British Airways will move most of its flights over the next year
Cancelled flights, baggage delays and a temporary suspension in check-in have blighted the opening day of Heathrow's new £4.3bn Terminal 5.
British Airways, which has sole use of the terminal, cancelled 34 flights due to "teething problems" and was later forced to suspend passenger check-in.
Technical difficulties also meant major delays in reclaiming luggage.
BA blamed the glitches on problems with "staff familiarisation", which had a knock-on effect on bags and flights.
A BA spokeswoman said delays in getting staff screened for work and other technical difficulties had caused the airline problems.
Cancelled services in and out of the terminal included flights to Munich, Frankfurt, Paris and Brussels as well as Glasgow and Aberdeen.
"These are all domestic or short haul flights and we are working hard to get people away on alternative flights," a BA spokesman added.
One passenger in a wheelchair was stuck on a flight arriving into T5 from Glasgow for more than an hour - and then when he was transported to the terminal he realised he could not get up the kerb.
"I couldn't even get into the building without getting up a step," Matt Duffy told the BBC.
"It is totally unbelievable as far as I am concerned."
Passengers departing from and arriving at the new terminal also suffered delays retrieving their bags.
Some waited two hours for luggage from a Frankfurt flight that landed at around 0830 GMT.
And in Paris, BBC reporter Peter Grant said no bags had made it on to his morning flight from Heathrow.
Airport operator BAA, which operates the baggage distribution system at T5, said a total of three flights had left the terminal without luggage on board due to a system fault.
Danish businessman Henrik Moeller, who travelled from Hamburg and landed at T5 at 0745 GMT, said he was not reunited with his bags until 0900 GMT.
"I have read about this new bag system and how it was supposed to be so much better. It's obvious there have been teething problems."
Anja Kaut, arriving from Munich with her husband Matthew and 10-year-old daughter, Charlotte, also had to wait about an hour for their luggage.
"We were told there was a technical defect," said Mrs Kaut.
But those departing also suffered problems.
Heather Stevens's partner Neil Stonebridge was due to take off from T5 for Los Angeles at 1005 GMT. Almost three hours later the plane was still at its stand waiting for passengers' baggage to be loaded.

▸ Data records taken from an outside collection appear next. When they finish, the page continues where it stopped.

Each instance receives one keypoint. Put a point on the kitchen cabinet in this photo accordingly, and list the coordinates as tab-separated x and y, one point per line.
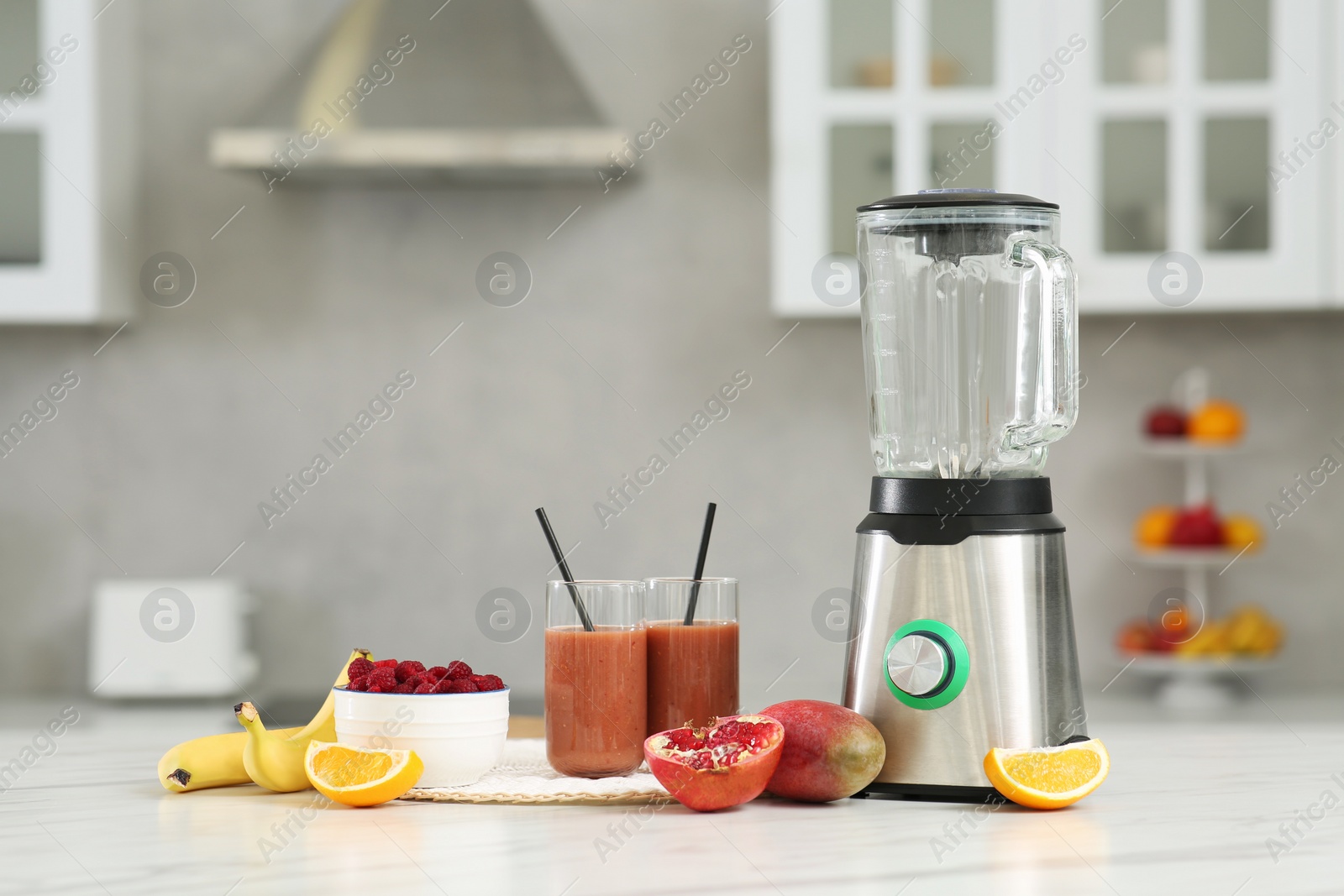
67	187
1184	140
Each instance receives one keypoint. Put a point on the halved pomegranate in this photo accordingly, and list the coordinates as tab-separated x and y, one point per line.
725	765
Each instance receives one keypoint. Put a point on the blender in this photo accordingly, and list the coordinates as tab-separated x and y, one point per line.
961	631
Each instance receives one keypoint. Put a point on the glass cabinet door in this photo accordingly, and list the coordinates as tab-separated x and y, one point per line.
1168	143
20	163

Heather, 36, told the BBC: "Apparently the computer software told the baggage people that the flight had taken off.
BA TERMINAL CHANGES
27 March: Domestic and most European flights move from Terminal 1 to T5
27 March: Long-haul flights from Terminal 1 move to T5
27 March: Miami service moves from Terminal 3 to T5
30 March: Algiers moves from Gatwick to T5
30 April: All Terminal 4 long-haul go to T5 (except Singapore, Bangkok and Sydney)
17 Sept: Barcelona, Madrid, Lisbon, Nice and Helsinki move from Terminal 1 to Terminal 3
Early 2009: Singapore, Bangkok and Sydney move from Terminal 4 to Terminal 3
"So everyone in the plane just watched as all their suitcases were taken back into the terminal instead of being loaded on."
One baggage worker told the BBC the situation was "mayhem" and that the technical problems had been known about for some time.
"They have been doing tests on the belt system for the last few weeks and knew it wasn't going right. The computer cannot cope with the number of bags going through."
There were also complaints from passengers about confusing road signs, problems when paying at a car park, and broken down escalator.
In a statement, BA said it had experienced "initial teething problems" first thing in the morning, which had caused delays in staff arriving at their posts.
Difficulties included car parking provision, delays in staff security screening and staff familiarisation and "some baggage performance issues", it said.
"These delays have had a knock-on effect during the day so we have taken the decision to cancel a very small number of flights. We would like to apologise to passengers for any disruption to their flights," the statement added.
Earlier the company said such problems were "not unexpected following one of the most complex and largest airport moves in history".
Aviation analyst Jamie Bowden told the BBC teething problems were to be expected on the opening of a terminal, with new airports in Japan and Hong Kong also suffering difficulties in their first days.
What was important was that BA and airport operator BAA worked together to solve the technical problems "quickly" to ensure the minimum disruption for passengers, he added.
Earlier, anti-airport expansion groups held a protest at the new terminal.
Environmental campaigners in red T-shirts staged a peaceful protest
Hundreds of protesters - wearing Stop Airport Expansion T-shirts and opposed to plans for a third runway and sixth terminal at Heathrow - carried out a peaceful protest.
Among the protesters at the airport were Hazel, 71, and Jock Cooper, 72, who have lived in Old Windsor - under the flight path - for 45 years.
"It's a stupid idea to sign an agreement in Bali saying we want to save the planet and then we read there was going to be a third runway," said Mrs Cooper.
"The area, skies and planet won't take it."
BAA says the opening of T5 will not see any more flights operating to and from Heathrow, but environmental groups say more noise, pollution and stress will result.